Mock drafts are always fun to talk about, but they've been significantly less useful this year. In previous season, the Tampa Bay Buccaneers always had multiple options, significant uncertainty, and were reliant on other teams to see who would fall to them. This year, though, there are basically two options: either they take Jameis Winston, or Marcus Mariota. And the consensus remains that Winston will be the pick.
That's what we see in both Mel Kiper's latest mock draft, as well as CBS Sports' recent seven-round mock. Nothing much to see there: Winston is the pick, unless something changes. Nothing really seems to have changed, though a few reports in the last week at least added a little uncertainty.

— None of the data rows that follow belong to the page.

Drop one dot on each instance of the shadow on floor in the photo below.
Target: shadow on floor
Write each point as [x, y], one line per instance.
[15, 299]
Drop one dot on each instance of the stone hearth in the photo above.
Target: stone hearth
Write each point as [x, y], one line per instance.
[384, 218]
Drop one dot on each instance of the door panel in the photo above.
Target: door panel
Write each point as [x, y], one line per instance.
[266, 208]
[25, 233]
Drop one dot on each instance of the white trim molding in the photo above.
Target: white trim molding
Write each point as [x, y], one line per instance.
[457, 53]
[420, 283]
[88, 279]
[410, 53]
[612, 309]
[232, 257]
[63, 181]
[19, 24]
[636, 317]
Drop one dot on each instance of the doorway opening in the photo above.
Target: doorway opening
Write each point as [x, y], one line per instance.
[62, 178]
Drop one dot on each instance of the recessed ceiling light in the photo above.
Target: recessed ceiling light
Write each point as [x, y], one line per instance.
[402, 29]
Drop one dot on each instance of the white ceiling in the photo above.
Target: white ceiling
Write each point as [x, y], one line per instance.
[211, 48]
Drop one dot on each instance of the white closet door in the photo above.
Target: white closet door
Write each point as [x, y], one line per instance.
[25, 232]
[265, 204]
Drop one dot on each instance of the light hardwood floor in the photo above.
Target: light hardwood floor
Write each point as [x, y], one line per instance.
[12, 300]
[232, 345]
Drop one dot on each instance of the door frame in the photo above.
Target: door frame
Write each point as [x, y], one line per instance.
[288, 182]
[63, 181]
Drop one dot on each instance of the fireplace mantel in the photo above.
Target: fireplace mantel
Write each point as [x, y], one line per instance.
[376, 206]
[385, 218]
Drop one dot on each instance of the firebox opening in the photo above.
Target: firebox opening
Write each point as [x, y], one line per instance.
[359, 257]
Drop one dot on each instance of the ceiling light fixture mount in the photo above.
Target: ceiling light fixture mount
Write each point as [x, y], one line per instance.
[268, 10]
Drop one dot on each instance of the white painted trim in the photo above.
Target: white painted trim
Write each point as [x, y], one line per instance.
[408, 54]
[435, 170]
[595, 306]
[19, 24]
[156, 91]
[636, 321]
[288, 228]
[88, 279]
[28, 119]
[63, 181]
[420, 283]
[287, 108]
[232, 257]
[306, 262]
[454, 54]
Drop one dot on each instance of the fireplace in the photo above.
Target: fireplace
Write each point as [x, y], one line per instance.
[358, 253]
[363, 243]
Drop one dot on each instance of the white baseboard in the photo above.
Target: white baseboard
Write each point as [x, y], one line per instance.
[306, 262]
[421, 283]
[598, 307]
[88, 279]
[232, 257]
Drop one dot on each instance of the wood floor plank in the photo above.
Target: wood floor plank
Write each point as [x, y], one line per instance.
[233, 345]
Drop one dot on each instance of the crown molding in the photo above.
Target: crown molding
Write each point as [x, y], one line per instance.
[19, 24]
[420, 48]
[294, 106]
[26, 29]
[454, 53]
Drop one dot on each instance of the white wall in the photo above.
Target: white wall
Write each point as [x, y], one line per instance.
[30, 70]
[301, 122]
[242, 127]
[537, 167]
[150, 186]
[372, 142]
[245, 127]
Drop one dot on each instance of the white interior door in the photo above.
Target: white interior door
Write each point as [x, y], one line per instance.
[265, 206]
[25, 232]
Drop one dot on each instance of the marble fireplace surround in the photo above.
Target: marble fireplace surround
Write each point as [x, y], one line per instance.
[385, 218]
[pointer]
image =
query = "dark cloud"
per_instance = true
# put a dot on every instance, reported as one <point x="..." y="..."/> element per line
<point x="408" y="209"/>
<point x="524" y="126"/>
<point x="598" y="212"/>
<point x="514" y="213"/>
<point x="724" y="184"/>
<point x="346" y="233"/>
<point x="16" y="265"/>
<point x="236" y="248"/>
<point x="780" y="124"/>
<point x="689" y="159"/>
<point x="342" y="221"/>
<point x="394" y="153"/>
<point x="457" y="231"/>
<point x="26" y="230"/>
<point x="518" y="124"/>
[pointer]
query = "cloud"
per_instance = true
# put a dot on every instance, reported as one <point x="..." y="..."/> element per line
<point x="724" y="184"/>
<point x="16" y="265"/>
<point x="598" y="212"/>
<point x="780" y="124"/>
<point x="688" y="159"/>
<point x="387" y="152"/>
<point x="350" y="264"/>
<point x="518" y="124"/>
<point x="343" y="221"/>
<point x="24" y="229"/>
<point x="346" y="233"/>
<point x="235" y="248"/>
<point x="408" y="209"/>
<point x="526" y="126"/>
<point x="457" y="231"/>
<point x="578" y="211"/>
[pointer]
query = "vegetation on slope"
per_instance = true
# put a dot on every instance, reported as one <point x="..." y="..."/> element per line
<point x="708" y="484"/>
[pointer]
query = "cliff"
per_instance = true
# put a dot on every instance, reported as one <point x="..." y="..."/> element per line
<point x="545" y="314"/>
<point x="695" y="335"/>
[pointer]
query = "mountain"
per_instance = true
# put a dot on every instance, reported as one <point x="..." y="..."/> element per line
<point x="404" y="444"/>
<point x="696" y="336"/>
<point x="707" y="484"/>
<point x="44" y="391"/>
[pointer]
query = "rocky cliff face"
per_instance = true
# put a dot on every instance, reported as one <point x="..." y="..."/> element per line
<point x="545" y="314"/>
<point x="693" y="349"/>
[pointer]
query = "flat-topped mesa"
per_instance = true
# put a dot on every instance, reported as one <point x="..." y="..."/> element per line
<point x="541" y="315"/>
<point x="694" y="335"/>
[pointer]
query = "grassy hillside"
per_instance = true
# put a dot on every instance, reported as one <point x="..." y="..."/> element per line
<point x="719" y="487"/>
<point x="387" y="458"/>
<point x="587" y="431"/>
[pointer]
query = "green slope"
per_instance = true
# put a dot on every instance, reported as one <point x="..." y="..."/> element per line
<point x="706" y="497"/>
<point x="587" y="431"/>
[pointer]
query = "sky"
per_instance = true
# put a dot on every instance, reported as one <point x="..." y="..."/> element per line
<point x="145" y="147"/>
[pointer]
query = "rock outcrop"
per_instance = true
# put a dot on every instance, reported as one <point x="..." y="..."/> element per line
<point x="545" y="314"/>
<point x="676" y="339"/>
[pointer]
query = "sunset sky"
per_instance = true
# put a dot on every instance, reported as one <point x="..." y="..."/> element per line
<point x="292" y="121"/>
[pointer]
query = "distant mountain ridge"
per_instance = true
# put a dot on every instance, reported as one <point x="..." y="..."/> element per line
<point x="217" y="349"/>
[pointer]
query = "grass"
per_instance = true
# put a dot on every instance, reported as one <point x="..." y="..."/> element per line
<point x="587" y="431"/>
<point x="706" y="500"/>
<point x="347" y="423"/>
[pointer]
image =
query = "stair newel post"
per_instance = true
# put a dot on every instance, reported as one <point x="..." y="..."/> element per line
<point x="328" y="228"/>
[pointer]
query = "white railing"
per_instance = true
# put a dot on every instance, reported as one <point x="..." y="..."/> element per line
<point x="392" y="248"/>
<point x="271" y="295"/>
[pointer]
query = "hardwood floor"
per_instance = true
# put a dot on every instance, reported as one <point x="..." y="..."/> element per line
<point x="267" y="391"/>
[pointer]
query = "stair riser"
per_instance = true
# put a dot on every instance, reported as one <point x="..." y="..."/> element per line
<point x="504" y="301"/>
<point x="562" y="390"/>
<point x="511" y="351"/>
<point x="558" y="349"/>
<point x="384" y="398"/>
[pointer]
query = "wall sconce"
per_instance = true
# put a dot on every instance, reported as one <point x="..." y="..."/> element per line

More interesting is what Kiper and CBS' Chris Trapasso decided to do beyond Winston. Kiper went with the reliable one-two combo of filling needs with quality players -- and local talent, too. He has the Bucs going all-Florida (the state, not the university) in the first three rounds with Florida (the university, not the state) tackle D.J. Humphries and Florida State defensive end Mario Edwards.
There's no debate in my war room about the No. 1 pick. It's not just because I think Winston is more NFL-ready than any other QB in the draft, and thus it serves me as GM to take him and perhaps help my own job security; it's about talent, and I'm willing to bet on Winston's here. We make this pick and start planning with the goal of Winston as our Week 1 starter. I think we have the weapons to help him succeed early. We also have a clear need for a tackle, and I'm happy to see Humphries available at No. 34, though I would have taken Jake Fisher ahead of him (the Titans grabbed him at No. 33). Humphries could push to start at right tackle. Edwards isn't a great pass-rusher, but I think he's really tough to move in the run game and is a pretty good value at No. 65. My reasoning for having WR as a need is that that depth chart looks much different if either Vincent Jackson (now 32 years old) or Mike Evans is on the shelf for any period of time.
That's easy enough. Fill some needs with quality players and move on. Humphries should compete for a starting job at right tackle, or maybe even left tackle -- Demar Dotson's best position remains on the right -- with last year's fifth-round pick Kevin Pamphile in the mix as well. Meanwhile, Edwards should be part of what looks like a pretty decent rotation at defensive end, with George Johnson, Jacquies Smith, William Gholston and T.J. Fatinikun -- no top-end players there, but the combination should provide enough of a pass rush given the massive talent the Bucs have at defensive tackle.
Trapasso went in a similar direction in his seven-round mock. Owamagbe Odighizuwa gets to fill his spot on the defensive line -- another defensive end stronger against the run than the pass, who should be useful in a rotation. Penn State's Donovan Smith is the offensive lineman the Bucs add at the top of the third round. You won't get a great starting lineman at that point, which is something the Bucs really do need, but Dane Brugler makes it sound like a little (or lot of) technique work could turn him into a competent starting left tackle pretty quickly.
Beyond that, the Bucs add a safety in Adrian Amos also out of Penn State -- a position the Bucs have shown a lot of interest in this offseason -- Baylor linebacker Bryce Hager in the fifth round (and Oklahoma tight end Blake Bell with the pick they traded to the Lions for George Johnson). Finally, Rice defensive tackle Chris Covington and Memphis cornerback Bobby McCain are added to the list -- both players the Bucs have worked out or visited with.
Overall, I like both of these mock drafts. They fill needed holes with quality players, and high enough in the draft where we can at least expect those players to contribute this season. I'm a little wary with waiting until the third round to add an offensive lineman, given how massive that hole has become, but it's not the worst thing they could do -- at least there's no sign of a running back here.